3. The ear-worn eddy current measurement device of claim 1, wherein the eddy current induction measurement includes:

transmitting, with the coil, a first electromagnetic signal to the ear measurement area; and

receiving, by the coil, a feedback electromagnetic signal from the ear measurement area to obtain a sensing signal.

4. The ear-worn eddy current measurement device of claim 1, wherein the control module includes:

a filter unit coupled to the coil, the filter unit configured to partition a sensing signal provided by the coil into an alternating current part and a direct current part.

5. The ear-worn eddy current measurement device of claim 4, wherein the at least one physiological information includes a heart rate signal of the subject, and the heart rate signal corresponds to the alternating current part.

6. The ear-worn eddy current measurement device of claim 4, wherein the at least one physiological information includes subcutaneous tissue fluid information of the subject, and the subcutaneous tissue fluid information at least corresponds to the direct current part.

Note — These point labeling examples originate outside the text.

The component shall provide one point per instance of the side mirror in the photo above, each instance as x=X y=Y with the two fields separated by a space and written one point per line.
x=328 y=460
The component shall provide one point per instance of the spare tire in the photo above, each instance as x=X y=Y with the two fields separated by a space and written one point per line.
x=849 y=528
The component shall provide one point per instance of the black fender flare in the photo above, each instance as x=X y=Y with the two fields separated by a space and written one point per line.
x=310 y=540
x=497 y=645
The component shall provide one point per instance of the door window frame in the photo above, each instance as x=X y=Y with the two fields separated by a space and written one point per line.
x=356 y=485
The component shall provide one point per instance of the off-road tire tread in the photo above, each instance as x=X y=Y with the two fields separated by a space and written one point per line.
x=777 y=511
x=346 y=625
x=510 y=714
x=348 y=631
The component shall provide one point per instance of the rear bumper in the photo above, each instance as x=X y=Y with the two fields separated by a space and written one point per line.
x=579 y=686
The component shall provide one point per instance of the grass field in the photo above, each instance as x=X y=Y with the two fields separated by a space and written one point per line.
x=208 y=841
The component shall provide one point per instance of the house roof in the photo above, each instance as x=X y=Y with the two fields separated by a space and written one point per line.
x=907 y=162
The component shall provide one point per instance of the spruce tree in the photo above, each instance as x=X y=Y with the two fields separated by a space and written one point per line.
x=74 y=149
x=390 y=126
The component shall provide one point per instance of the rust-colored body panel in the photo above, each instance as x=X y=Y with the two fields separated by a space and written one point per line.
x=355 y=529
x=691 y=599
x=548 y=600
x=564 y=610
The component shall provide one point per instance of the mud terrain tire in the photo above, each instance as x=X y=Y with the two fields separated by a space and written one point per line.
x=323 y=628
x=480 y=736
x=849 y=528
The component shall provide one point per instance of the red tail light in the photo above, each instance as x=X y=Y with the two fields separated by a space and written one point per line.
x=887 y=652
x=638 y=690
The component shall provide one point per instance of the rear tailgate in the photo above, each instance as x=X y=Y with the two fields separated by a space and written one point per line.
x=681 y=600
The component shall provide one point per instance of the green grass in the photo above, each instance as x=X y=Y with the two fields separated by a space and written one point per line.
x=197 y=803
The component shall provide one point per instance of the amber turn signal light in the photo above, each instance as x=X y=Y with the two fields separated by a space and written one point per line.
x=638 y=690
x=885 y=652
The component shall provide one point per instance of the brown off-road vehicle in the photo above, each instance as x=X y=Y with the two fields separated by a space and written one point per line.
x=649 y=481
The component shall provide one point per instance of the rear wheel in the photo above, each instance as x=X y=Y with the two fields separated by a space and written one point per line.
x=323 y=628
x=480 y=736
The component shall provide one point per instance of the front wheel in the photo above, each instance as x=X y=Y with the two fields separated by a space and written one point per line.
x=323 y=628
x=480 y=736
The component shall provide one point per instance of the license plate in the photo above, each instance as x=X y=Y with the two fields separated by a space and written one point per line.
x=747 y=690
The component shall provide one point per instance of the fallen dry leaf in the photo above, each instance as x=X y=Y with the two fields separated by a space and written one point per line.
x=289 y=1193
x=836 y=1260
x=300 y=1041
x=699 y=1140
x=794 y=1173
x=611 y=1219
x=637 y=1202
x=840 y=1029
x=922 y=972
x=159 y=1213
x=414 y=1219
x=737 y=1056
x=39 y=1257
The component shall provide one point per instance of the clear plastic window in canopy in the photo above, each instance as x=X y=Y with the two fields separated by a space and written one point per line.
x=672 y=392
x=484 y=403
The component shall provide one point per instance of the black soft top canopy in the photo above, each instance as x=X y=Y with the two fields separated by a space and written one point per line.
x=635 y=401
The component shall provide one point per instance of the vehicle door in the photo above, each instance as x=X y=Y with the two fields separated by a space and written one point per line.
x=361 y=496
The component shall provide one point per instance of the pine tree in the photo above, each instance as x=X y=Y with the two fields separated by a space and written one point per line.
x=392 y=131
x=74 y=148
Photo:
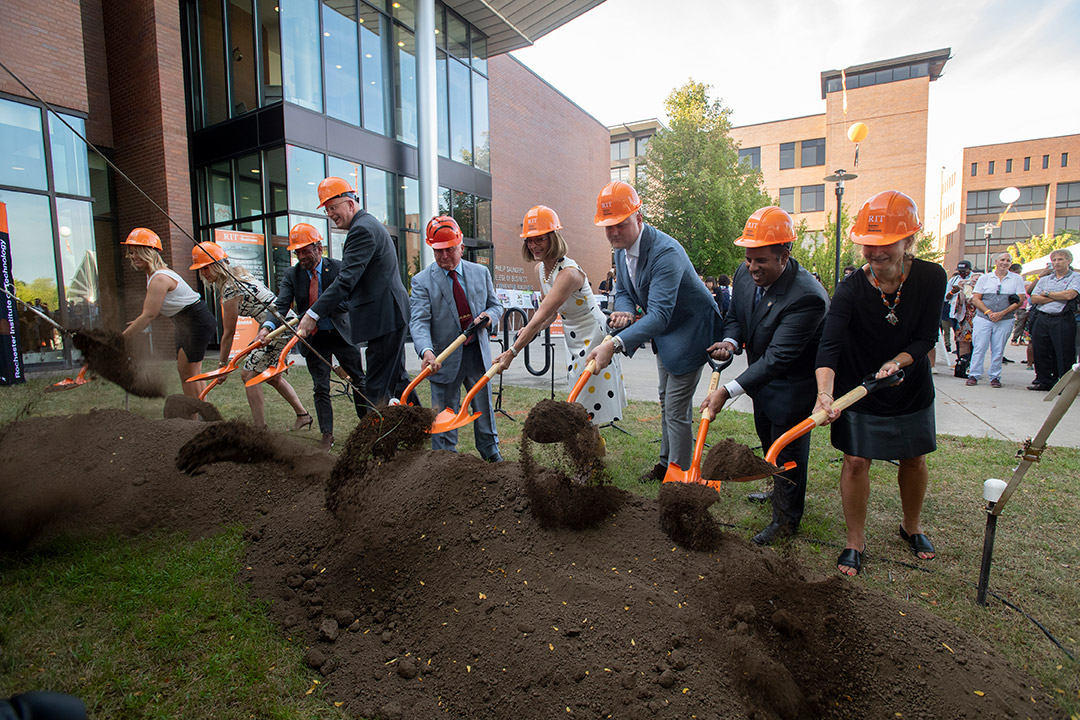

7. The ear-worn eddy current measurement device of claim 4, wherein the at least one physiological information includes subcutaneous tissue fluid information of the subject, and the subcutaneous tissue fluid information corresponds to an intermediate value calculated from peak values and trough values of the alternating current part.

8. The ear-worn eddy current measurement device of claim 1, wherein the control module includes:

a signal generation unit coupled to the coil, the signal generation unit configured to generate an alternating current signal, and provide the alternating current signal to the coil for generating a first electromagnetic signal; and

a processing unit coupled to the coil, the processing unit configured to receive a sensing signal from the coil, and calculate the at least one physiological information according to the sensing signal.

9. The ear-worn eddy current measurement device of claim 1, wherein the at least one physiological information includes heart rate or blood glucose of the subject.

10. The ear-worn eddy current measurement device of claim 1, wherein the control module includes:

a communication unit configured to output the at least one physiological information to an electronic device.

11. An ear-worn sensor, comprising:

a coil; and

a setting structure combined with the coil, the setting structure configured to arrange the coil on an ear of the subject and place an emission surface of the coil towards an ear measurement area of the subject.

12. The ear-worn sensor of claim 11, wherein the ear measurement area is located on an ear lobe of the subject.

13. The ear-worn sensor of claim 11, wherein the coil is configured to perform eddy current induction measurement on the ear measurement area and obtain at least one physiological information of the subject.